Rischi per la sicurezza e la salute nella raccolta rifiuti

redazionale
Gli addetti alla raccolta dei rifiuti sono esposti a rischi biologici, chimici e fisici, movimentazione manuale dei carichi e pericoli legati al lavoro su strada. Scopri come valutarli correttamente e gestirli con Blumatica DVR e Rischi Specifici.

Gli addetti alla raccolta rifiuti corrono rischi per la salute derivanti dall’esposizione ad agenti biologici, fisici, chimici e dalla movimentazione manuale dei carichi ma anche rischi per la sicurezza come l’essere investiti.

La raccolta dei rifiuti può avvenire in maniera manuale oppure meccanizzata. La raccolta manuale solitamente riguarda il prelievo di rifiuti urbani da strada o da proprietà private, di rifiuti ingombranti e, se prevista, l’assistenza a terra alla raccolta meccanizzata.

La raccolta meccanizzata prevede l’utilizzo di mezzi e attrezzature che possono variare a seconda della tipologia di rifiuto, del contesto urbano e del servizio da svolgere; quelli maggiormente diffusi sono i veicoli compattatori a caricamento posteriore o laterale.

Tra le attività svolte, oltre alla raccolta dei rifiuti, occorre ricordare che gli addetti si occupano di molteplici servizi che vanno dalla pulizia dei mercati al lavaggio meccanizzato della sede stradale.

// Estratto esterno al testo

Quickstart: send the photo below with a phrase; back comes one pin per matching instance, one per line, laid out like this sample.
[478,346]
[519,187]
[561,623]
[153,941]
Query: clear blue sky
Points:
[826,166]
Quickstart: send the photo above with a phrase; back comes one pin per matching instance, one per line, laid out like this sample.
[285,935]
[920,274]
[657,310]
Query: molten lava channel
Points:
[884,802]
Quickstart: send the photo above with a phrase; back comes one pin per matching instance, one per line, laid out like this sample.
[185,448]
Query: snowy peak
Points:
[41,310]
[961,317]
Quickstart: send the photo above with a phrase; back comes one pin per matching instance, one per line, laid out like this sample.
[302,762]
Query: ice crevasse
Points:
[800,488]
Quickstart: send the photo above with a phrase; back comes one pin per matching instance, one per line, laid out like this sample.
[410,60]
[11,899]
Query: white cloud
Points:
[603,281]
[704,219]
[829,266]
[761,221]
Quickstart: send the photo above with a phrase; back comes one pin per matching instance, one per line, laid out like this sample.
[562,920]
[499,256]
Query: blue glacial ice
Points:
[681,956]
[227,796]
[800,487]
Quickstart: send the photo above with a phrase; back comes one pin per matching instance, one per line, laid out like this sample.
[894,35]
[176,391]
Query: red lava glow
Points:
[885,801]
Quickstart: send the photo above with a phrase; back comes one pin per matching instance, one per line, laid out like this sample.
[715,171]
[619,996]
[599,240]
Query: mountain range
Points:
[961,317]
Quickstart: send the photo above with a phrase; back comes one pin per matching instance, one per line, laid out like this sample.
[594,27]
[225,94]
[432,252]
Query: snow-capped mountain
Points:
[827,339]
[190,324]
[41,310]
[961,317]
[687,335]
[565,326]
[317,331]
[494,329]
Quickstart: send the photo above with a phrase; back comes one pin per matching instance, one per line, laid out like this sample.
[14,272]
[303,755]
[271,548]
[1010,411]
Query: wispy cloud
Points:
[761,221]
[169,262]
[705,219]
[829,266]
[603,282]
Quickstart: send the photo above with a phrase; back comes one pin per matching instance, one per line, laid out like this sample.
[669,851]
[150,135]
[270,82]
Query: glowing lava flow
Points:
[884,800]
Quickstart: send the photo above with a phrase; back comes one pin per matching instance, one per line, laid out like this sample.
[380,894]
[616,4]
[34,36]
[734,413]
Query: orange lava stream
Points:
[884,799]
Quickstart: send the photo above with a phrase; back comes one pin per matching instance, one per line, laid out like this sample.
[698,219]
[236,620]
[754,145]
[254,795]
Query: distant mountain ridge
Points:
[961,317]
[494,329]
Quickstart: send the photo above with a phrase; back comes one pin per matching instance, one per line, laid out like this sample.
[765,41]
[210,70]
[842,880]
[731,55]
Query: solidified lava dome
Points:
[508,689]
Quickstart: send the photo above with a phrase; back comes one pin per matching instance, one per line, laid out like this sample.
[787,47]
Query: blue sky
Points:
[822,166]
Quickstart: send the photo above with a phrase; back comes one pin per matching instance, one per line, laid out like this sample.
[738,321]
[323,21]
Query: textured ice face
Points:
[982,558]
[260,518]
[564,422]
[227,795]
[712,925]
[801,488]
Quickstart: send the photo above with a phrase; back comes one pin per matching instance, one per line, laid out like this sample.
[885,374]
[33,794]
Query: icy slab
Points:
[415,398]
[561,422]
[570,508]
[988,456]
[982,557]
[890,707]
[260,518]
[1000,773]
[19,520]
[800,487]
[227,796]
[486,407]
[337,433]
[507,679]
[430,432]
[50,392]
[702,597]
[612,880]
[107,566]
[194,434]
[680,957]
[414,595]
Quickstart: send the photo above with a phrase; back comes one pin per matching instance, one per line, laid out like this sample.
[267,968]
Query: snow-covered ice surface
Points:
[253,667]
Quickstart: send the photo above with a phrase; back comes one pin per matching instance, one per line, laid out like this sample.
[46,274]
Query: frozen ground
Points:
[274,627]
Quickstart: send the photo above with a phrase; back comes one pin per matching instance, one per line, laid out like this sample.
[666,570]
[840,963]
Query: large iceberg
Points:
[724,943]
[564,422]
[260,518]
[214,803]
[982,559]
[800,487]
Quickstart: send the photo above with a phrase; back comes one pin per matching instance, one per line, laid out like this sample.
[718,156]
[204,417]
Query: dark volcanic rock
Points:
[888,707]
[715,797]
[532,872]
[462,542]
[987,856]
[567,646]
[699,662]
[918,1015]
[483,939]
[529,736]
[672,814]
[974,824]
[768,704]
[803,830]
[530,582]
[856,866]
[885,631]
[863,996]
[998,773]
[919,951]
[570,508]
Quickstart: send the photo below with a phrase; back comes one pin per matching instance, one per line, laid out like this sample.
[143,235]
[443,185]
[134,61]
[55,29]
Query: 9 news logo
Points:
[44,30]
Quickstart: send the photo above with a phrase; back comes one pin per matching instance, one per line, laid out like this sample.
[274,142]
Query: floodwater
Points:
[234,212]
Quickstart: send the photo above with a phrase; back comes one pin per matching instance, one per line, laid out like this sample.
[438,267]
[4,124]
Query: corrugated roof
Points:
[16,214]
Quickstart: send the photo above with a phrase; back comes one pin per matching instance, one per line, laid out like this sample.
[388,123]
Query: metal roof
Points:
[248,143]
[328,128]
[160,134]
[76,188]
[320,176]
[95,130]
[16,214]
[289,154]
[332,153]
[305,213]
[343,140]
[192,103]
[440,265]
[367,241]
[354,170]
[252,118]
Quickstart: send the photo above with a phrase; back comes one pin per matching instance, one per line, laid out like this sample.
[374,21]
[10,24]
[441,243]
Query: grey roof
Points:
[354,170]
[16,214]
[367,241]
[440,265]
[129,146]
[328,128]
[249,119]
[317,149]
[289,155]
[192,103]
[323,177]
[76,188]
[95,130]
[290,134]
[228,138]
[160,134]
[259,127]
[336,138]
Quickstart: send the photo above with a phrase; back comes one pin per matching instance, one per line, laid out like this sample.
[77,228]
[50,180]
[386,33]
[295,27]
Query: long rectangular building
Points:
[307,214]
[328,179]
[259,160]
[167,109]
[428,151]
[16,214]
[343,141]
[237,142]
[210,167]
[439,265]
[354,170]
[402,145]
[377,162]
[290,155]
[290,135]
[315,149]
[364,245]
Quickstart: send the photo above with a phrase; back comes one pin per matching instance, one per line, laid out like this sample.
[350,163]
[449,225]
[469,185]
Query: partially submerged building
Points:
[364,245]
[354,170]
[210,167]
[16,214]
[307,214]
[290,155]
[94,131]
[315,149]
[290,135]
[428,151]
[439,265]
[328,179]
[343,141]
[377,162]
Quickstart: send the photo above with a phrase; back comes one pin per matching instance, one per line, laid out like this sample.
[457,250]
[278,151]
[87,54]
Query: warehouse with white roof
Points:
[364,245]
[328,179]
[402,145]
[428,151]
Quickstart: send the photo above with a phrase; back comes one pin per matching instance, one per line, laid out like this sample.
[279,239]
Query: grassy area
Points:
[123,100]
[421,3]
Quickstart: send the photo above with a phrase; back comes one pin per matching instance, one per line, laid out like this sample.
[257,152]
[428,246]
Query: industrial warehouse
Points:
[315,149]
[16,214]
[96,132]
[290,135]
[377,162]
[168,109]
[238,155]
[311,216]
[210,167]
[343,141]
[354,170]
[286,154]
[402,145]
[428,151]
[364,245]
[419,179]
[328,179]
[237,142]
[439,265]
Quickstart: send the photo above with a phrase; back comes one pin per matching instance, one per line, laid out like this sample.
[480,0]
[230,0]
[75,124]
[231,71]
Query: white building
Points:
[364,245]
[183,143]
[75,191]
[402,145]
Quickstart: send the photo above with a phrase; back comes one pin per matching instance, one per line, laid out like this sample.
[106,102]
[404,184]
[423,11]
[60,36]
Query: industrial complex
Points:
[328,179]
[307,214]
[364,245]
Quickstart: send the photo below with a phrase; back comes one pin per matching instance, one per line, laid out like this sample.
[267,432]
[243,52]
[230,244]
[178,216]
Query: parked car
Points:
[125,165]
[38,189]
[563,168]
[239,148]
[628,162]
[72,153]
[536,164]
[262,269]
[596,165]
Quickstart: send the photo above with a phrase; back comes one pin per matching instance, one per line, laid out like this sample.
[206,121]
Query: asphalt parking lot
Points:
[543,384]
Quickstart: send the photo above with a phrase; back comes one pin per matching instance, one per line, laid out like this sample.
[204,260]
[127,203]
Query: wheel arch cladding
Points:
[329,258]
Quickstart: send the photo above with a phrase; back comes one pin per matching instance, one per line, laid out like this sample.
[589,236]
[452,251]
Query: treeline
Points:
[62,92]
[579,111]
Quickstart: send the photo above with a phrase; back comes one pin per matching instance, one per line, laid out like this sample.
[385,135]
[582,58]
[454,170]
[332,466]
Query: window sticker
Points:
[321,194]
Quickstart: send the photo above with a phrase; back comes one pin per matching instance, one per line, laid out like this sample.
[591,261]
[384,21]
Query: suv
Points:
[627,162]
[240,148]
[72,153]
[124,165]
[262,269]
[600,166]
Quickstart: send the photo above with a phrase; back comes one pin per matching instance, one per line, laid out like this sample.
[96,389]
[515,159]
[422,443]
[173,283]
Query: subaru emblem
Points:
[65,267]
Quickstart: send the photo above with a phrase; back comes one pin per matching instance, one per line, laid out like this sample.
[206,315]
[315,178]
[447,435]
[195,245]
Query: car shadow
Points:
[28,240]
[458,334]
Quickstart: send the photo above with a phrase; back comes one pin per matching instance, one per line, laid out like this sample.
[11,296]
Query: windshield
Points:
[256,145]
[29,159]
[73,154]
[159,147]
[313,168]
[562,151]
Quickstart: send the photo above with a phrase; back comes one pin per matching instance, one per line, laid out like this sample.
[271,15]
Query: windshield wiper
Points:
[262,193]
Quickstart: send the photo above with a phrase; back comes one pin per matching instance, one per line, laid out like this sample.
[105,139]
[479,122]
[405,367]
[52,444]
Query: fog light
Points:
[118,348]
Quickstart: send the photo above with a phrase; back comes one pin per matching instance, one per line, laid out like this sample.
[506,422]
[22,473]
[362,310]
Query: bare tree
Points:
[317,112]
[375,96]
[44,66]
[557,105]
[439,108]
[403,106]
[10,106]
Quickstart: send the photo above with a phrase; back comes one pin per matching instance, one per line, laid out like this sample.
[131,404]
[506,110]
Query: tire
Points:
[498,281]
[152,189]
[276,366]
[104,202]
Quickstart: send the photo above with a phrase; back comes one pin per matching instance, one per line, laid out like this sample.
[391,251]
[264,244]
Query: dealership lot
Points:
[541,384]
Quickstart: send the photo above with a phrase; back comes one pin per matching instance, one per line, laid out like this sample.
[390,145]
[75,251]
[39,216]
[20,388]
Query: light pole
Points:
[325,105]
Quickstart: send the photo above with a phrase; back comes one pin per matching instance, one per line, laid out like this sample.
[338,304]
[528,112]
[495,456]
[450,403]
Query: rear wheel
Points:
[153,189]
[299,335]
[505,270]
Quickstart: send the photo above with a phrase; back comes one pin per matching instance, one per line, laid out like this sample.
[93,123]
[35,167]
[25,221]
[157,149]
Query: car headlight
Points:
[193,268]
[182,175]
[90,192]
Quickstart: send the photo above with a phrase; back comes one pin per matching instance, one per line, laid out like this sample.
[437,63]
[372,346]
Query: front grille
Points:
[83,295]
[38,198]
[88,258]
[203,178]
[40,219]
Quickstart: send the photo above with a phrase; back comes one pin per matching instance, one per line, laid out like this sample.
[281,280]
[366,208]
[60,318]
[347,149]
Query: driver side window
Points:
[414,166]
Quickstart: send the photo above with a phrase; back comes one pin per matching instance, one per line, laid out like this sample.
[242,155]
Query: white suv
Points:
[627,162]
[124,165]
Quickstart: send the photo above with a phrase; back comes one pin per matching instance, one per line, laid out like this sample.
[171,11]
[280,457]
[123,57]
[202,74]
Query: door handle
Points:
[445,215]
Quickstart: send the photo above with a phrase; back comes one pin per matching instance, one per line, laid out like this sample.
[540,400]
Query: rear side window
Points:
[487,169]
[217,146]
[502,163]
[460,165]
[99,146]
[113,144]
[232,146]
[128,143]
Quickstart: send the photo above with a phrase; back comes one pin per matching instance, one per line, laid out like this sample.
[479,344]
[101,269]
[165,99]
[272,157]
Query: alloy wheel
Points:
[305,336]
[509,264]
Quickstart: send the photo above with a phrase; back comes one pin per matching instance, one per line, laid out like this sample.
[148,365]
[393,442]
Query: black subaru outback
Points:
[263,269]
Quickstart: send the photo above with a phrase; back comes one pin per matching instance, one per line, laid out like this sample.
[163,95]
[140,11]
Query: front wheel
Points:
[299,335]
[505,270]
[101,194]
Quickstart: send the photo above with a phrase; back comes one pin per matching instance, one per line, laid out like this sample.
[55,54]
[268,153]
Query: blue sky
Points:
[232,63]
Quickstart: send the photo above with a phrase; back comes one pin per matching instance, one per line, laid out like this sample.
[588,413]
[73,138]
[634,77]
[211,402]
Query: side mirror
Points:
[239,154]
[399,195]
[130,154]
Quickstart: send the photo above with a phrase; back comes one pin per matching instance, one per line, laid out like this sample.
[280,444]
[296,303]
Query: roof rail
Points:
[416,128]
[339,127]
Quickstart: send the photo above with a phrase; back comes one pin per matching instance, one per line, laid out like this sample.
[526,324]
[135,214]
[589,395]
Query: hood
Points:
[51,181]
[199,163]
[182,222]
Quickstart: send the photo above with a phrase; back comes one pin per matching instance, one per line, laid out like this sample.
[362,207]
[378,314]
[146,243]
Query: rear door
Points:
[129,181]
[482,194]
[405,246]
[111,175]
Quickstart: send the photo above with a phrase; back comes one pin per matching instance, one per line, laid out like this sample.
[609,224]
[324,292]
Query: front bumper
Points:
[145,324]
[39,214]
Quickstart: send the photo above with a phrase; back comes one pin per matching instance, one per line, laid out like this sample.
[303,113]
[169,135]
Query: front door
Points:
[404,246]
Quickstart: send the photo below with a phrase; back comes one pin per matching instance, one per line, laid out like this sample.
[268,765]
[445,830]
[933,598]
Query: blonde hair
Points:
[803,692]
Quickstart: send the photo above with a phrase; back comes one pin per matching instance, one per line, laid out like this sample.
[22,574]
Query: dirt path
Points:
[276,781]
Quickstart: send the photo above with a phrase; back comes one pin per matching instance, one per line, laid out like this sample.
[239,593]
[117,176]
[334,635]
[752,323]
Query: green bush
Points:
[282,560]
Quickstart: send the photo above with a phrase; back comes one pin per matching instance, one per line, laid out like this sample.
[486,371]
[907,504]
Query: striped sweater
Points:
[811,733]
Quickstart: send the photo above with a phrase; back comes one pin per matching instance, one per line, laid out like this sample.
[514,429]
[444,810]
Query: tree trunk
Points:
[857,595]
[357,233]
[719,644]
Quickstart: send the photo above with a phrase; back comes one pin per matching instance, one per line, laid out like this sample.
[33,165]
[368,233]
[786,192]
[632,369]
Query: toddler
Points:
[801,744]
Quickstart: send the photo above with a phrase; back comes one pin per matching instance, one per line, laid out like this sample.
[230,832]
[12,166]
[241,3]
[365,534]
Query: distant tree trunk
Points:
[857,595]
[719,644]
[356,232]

La molteplicità delle mansioni, il contesto lavorativo mutevole, come la strada, e la difficoltà di controllare completamente il contesto operativo rendono complessa la valutazione dei rischi per la salute e la sicurezza dei lavoratori impiegati, pertanto, è necessaria un’attenta analisi dei rischi, adottare procedure operative, fornire informazione e formazione continua e il monitoraggio costante delle condizioni di lavoro.

 

Rischi professionali

Sono fattori importanti che influenzano la sicurezza degli addetti:

  • il lavoro sulla strada,
  • le interazioni con macchine e attrezzature.

 

Mentre i rischi per la salute possono dipendere da:

  • agenti biologici,
  • agenti fisici,
  • agenti chimici,
  • movimentazione manuale dei carichi (MMC).

 

Coloro i quali sono impiegati nella raccolta dei rifiuti sono esposti a molteplici rischi a causa dell’ambiente di lavoro che è principalmente la strada, di conseguenza possono subire investimenti, cadute, urti, scivolamenti ma anche colpi di calore, congelamenti e malattie da raffreddamento per condizioni meteo avverse.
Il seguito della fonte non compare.